The European Union has been a useful vehicle for the discussion and co-ordination of drug policies between the 27 member states. Over the last 10 years, significant progress has been achieved across Europe in the monitoring and description of drug problems, and policy and programme responses, and greater understanding gained of policy similarities and differences.

In addition, Member States, the Commission, Parliament, and relevant agencies have been able to agree a clear strategy and set of actions for the coming years that are directed at increasing co-operation and effectiveness in reducing illegal drug use and associated problems across the Union.

However, current evaluation data suggest that drug use in Europe is only being contained at best and, despite several successes in reducing the harmful consequences, problems such as drug related crime, drug related deaths, and rates of Hepatitis infection among drug injectors, remain unacceptably high. We therefore suggest ways in which current EU strategy and actions could be strengthened in the coming months and years, and commend these recommendations to the members of the Horizontal Working Party on Drugs, the group responsible for co-ordinating EU action in this field.

Conclusion

The International Drug Policy Consortium commends the EU, its agencies and Member States, for their commitment to a balanced and evidence-based approach to this difficult policy area.

The creation of successive strategies, and the increasingly clear definition of evaluation processes and mechanisms, provides analysts, and potentially the general public, with a clearer picture of what policy is trying to achieve, and what is being done in support of these objectives.

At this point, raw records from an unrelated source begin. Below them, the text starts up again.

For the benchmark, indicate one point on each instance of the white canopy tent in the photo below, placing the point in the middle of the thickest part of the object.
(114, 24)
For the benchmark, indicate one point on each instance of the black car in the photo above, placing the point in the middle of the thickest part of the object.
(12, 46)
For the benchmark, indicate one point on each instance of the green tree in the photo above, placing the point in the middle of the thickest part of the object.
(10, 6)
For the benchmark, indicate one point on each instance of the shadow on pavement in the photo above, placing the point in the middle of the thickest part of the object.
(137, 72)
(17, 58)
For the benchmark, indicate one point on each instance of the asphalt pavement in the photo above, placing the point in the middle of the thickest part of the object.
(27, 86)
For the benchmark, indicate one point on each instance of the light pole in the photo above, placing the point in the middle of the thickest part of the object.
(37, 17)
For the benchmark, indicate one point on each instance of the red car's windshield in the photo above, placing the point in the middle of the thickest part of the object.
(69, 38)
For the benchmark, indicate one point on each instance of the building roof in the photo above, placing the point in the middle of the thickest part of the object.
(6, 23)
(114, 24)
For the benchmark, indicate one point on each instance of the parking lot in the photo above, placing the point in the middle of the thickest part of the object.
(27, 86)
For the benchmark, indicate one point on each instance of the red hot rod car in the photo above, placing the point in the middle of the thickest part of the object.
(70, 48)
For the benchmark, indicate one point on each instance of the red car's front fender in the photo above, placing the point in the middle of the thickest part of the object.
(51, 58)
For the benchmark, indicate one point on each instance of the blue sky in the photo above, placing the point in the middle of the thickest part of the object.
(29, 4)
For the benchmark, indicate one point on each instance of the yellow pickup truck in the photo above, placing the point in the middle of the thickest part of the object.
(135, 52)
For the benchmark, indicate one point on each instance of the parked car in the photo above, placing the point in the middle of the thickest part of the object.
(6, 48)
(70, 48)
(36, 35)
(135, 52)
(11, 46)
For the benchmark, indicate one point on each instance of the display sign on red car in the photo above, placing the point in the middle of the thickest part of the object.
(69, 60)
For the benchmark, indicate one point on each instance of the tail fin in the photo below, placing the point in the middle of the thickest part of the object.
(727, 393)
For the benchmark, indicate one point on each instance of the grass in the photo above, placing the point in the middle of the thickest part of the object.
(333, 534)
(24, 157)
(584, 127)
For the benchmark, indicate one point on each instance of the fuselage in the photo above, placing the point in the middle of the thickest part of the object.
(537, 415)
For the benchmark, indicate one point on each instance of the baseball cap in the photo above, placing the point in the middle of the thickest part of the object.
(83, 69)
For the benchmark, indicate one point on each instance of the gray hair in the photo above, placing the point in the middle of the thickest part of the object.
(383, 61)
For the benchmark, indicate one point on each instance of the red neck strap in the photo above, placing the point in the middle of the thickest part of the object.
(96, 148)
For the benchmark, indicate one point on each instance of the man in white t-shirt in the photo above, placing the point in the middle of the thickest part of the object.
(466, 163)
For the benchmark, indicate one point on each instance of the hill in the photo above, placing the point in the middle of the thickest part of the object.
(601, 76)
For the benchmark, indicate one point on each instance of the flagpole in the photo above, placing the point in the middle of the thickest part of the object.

A notable exception in this trend of improving evaluation mechanisms is the current weakness of structures and processes for assessing the achievements of supply reduction efforts. The key political and institutional challenge for the coming years is to use the evaluation data and analysis that is available in a transparent and rigorous way.

It seems unlikely that we will be able to report clear success in significantly reducing the scale of illegal drug use across Europe during the lifetime of this strategy. Conversely, it is likely that some areas of existing investment are shown to be ineffective, and that therefore patterns of investment will need to change.

Policymakers need to have the courage to face these dilemmas constructively, and facilitate a mature debate about how best to protect the health and security of EU citizens over the medium and long term.